• exabrial a day ago

    I grew up on well water. Survived. My dad tests it once in awhile. Occasionally throws some bleach down the well.

    Honestly the most problematic crop is Corn for so many reasons other than the ones mentioned here. We need to stop putting ethanol in gasoline in the US, but for whatever reason, the EPA refuses to act on this.

    • foundart a day ago

      > Ethanol mandates are a marvelous candidate for deregulation--but they are caught in the middle of such a withering cross fire of special-interest groups that nobody in the White House wants to touch the issue with a 10-foot pole

      https://archive.ph/abKVs

      • whalesalad a day ago

        There are lots of things that can kill you, like lead and arsenic. It’s not just a matter of pouring a little bleach down the well.

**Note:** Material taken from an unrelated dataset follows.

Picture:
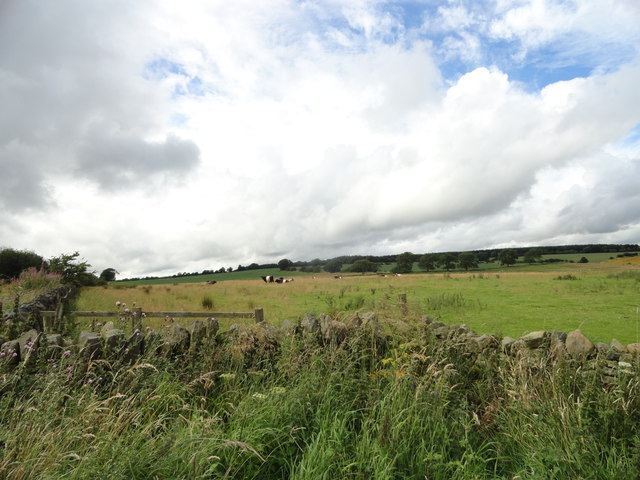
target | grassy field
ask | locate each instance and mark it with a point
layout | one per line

        I have a whole house arsenic filter. It’s like a water softener but sits before the softener.

        • exabrial 17 hours ago

          For sure. So the impermeable layer the water table is sitting on is actually limestone. The water is stupid hard. But the chance of heavy metal intrusion is next to nil, unless there’s an industrial accident upstream of the material aquifer flow. Not all regions of the US fall into this category but the vast Midwest mainly does. If you’re in an area with non sedimentary bedrock, or in an area where the impermeable layers are penetrated (like mining).

          My father, also a hydrologist…. Heard non stop about rocks since I was a kid :)

        • bankcust08385 a day ago

          Unscientific and anecdotal survivor bias.

        • undefined a day ago
          [deleted]
          • blackeyeblitzar a day ago

            Well this problem will be “solved” by the quickly dropping water table in much of America. I’m not sure why we don’t talk about the consequence of high yield water hungry crops. You’re basically shipping vast quantities of water out of an ecosystem in a way that doesn’t get sustainably replenished each season.